In addition to that though, what I make — yes, we are required to make something beautiful as I always say — I want it to be more deliberate, intentional, not piddly, not bullshit, you know? I want to infuse it with all the knowledge and mysteriousness that I can muster, that is possible. And in doing this I hope for something authentic. Which is what Robert Adams is getting at. Is there an equation in making art: mystery in = mystery out; authenticity in, authenticity out? Like, these things will come through if they’re infused in the artist.
It’s good anyway, to step back and look at what you’ve done. This next photo is outside the apartment we stayed at in Rome on Via Giulia. There’s Rob holding our bag with groceries and flowers from the nearby Campo de’Fiori which was the beginning of a lot of things for both of us. It changed us, our mindset, our art making processes, the way we think of ourselves, each in our own way.

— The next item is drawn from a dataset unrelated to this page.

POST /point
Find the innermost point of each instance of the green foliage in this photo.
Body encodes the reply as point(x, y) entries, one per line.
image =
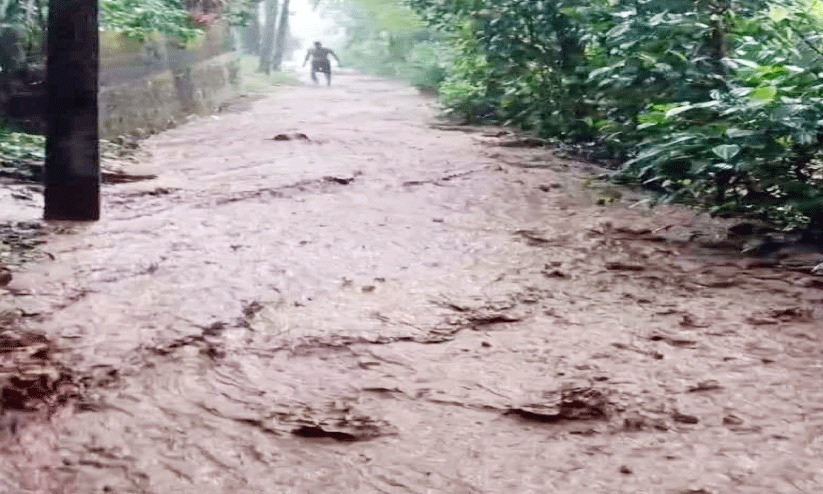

I’m not saying that I’ve at all achieved my goals, but I’m getting better at knowing what’s art and what’s just a photo. Partly this has come from poring over the work of contemporary and historical photographers. And then reading and reading and reading. It’s transferable, luckily, the creative work of the writer and that of the photographer.
Some quotations I’ve been pondering (by a writer, an artist, a photographer):
“Every poem holds the unspeakable inside it. The unsayable... The thing that you can't really say because it's too complicated. It's too complex for us. Every poem has that silence deep in the center of it. —Marie Howe
“In every work of genius we recognize our own rejected thoughts; they come back to us with a certain alienated majesty.” —Edward Hopper
“I wish I could be a better writer, but writing is so difficult. I get seduced by visual aesthetics. Because I just like making beautiful pictures, sometimes I wander away from making a clear statement.” —Sally Mann
Lastly, the above photo, taken in that apartment in Rome on our last day there. I said to Rob that this one is just for me, for us, to remember what the view was like, the feeling of standing at the window, as we often did that month. It had rained, as it often did in November, and then cleared. But the image has taken on meaning for me now — it’s a bit more poignant. It says more perhaps, without me trying to say it.